We get middle rate for Harry but I honestly think it depends on the area and who looks at your form! We're going to try for higher rate in a couple of weeks cos as he's getting older he needs more care and I literally can't leave him for a second,he can't feed himself he doesn't sleep properly etc. if I was you id re apply with all the other conditions and see what comes back. See what the VEP results are like and if she gets registered blind then that shops go in your favour as well. The specialist health visitor filled mine in and she was really good at wording things. 

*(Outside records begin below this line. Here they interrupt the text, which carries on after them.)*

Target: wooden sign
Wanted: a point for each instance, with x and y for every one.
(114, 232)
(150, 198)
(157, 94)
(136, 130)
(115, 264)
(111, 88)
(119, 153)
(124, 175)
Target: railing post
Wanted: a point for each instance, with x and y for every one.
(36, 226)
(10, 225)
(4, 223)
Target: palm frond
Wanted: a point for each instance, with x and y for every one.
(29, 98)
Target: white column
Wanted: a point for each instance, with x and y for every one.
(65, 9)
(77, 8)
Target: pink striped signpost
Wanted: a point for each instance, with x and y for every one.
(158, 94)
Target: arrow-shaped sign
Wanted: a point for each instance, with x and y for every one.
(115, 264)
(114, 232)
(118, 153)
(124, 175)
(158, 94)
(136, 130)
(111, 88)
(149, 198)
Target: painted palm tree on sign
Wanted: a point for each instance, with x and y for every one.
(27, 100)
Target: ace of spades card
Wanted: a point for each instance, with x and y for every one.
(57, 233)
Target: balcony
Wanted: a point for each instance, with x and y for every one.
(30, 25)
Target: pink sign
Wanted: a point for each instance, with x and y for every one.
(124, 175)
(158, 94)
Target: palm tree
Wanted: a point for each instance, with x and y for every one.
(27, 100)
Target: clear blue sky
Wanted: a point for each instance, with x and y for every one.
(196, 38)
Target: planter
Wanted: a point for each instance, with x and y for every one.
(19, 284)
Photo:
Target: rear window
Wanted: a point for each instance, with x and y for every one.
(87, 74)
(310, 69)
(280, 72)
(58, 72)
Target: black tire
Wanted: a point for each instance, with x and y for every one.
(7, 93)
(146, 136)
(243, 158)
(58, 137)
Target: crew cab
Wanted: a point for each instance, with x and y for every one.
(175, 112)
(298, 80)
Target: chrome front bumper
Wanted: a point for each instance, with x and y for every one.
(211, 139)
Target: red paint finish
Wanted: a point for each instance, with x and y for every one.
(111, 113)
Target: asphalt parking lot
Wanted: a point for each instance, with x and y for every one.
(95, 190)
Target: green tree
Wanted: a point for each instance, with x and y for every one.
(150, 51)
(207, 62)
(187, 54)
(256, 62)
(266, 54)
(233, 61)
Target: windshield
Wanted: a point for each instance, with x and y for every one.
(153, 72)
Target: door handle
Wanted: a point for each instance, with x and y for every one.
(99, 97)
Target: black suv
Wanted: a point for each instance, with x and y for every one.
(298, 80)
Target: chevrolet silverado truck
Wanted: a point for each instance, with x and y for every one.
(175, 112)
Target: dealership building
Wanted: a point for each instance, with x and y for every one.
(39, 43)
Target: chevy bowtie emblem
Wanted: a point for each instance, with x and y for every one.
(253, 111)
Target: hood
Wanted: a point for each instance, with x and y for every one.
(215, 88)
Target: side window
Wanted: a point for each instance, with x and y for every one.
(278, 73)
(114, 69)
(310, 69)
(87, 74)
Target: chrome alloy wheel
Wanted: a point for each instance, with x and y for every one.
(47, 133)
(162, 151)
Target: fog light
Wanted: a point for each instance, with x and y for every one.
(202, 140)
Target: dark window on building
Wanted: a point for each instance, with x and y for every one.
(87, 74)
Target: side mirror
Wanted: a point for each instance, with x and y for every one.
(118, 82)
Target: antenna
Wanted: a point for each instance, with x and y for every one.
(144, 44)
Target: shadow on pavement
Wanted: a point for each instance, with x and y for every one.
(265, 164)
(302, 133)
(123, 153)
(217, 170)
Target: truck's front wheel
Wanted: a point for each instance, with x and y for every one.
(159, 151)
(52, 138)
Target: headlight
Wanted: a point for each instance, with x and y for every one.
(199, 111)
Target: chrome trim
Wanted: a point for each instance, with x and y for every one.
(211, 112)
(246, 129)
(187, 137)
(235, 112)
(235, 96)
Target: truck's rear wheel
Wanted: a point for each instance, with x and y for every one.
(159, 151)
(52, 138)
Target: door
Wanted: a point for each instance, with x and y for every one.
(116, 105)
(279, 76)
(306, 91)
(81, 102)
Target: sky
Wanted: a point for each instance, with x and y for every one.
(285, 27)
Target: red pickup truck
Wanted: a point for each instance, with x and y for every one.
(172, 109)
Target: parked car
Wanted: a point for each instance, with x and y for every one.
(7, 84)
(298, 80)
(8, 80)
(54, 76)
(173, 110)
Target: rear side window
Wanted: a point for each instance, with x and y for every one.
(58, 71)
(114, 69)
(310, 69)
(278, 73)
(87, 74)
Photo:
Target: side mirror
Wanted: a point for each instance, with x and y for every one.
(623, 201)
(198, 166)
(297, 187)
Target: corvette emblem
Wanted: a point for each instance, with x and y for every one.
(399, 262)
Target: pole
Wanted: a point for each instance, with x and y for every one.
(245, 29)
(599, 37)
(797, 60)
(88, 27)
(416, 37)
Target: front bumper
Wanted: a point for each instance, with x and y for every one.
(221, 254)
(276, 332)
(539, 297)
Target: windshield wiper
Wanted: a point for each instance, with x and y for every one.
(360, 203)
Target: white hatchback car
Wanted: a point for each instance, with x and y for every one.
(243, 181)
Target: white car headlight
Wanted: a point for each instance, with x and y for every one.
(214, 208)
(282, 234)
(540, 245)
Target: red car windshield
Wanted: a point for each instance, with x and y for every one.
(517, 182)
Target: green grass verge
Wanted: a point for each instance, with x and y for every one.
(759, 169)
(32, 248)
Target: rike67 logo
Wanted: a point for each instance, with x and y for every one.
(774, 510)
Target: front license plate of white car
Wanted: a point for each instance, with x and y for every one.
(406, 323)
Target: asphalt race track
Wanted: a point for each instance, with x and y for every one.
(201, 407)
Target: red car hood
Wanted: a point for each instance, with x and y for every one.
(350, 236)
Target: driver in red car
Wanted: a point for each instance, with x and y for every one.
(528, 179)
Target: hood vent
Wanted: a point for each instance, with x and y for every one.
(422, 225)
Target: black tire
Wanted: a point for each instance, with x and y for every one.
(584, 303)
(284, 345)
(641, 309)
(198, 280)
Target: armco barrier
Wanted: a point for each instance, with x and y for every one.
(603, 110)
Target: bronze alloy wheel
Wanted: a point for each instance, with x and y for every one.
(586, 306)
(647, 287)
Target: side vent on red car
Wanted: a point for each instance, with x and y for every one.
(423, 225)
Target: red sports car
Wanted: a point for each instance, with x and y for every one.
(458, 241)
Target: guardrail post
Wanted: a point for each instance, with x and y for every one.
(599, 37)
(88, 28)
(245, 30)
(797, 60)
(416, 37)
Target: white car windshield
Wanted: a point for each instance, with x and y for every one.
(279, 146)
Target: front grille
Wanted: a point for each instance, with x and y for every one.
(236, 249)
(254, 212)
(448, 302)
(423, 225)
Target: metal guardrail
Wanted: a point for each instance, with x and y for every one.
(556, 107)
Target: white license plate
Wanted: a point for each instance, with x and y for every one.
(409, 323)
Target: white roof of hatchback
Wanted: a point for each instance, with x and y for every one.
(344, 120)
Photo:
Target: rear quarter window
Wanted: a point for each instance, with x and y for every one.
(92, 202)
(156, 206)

Yes I applied before we even got DLA for Harry and I know one of the main things they pay out for us fridges and electrical equipment. It's definitely worth doing hun. The sensory toys are really good there's so many to choose from its on a website called learning space if you want to have a look. Even if she's not that interested now in a few months she might be. We've just got Harry things that are noisy or light up and things with funny textures. There really helpful and suggest things for the child's disibility that they will get the most from. 
Is Ava any better today? I think Harry's coming down with a cold,it's this weather that can't make it's mind up that causes it! Xx


----------



## nearlythere38

Yeah i have come across stuff about in utero strokes, and im sure ive read somewhere about a link with ONH. Its such a minefield. Did the physio say anything about it? His mri was normal wasnt it? I really hope avas mri is normal, but in a way i dont because it would at least give me answers for the way she is....if it comes back normal, i just dont know what to think.

Yeah im going to wait til next week and see what the opyhamologist has got to see. I need to know whether its ONH or CVI with ONH. And i need to know what he thinks she can see. I guess gettig a certificate of visual impairment helps in terms of getting support. Whether it will make a difference to the DLA i dont know but its not going to reduce it so theres nothing to lose really.

Shes still got a snotty nose, but shes just generally unsettled. If shes awake shes crying. Shes being more sick than ever before. Everythings always covered in sick


----------



## nearlythere38

Ill have a look at those sensory toys thanks. How long did the family fund application take and what was the process? My dad is making ava a little room, have u seen them? Im collecting stuff for it x


----------



## kit10grl

Hi. Can I introduce myself here too. My DD Robyn is 12 and a half months now. She was diagnosed with colobomas in both eyes. The left one is quite large and the right is very small. They are unsure as yet how exactly they are affecting her vision. They are quite common as part of her genetic condition. 

We have spoken to a few other parents in the same boat and quite a common description is that where the colobomas are placed could result in her vision being limited as if she was wearing a baseball cap quite low and cutting her vision field off there. So she is prone to throwing herself backwards so she can see more of the world by using the lower part of her vision field rather than the upper part which most people use. She tracks and follows and will reach and grab for things accurately so we are pretty sure she can see well but obviously its not like we can ask her. Her syndrome is very much a spectrum condition in some cases people are completely blind with no chance of any improvement but others can be complelty unaffected so its very hard to get an idea of her potential yet.

I was reading through the thread and obviously don't know much about your situations yet but wanted to say we have had a dietician for DD since she was very young even though growth hormone deficiency is a common part of her syndrome too. The reason they did it this way is because medically the first years growth is directly related to nutrition rather than other things. There is only a very short window in the first year between 8 weeks and six months for a girl) After six months to a year they can only get baselines. They cant actually assess how the growth hormones will develop until after a year.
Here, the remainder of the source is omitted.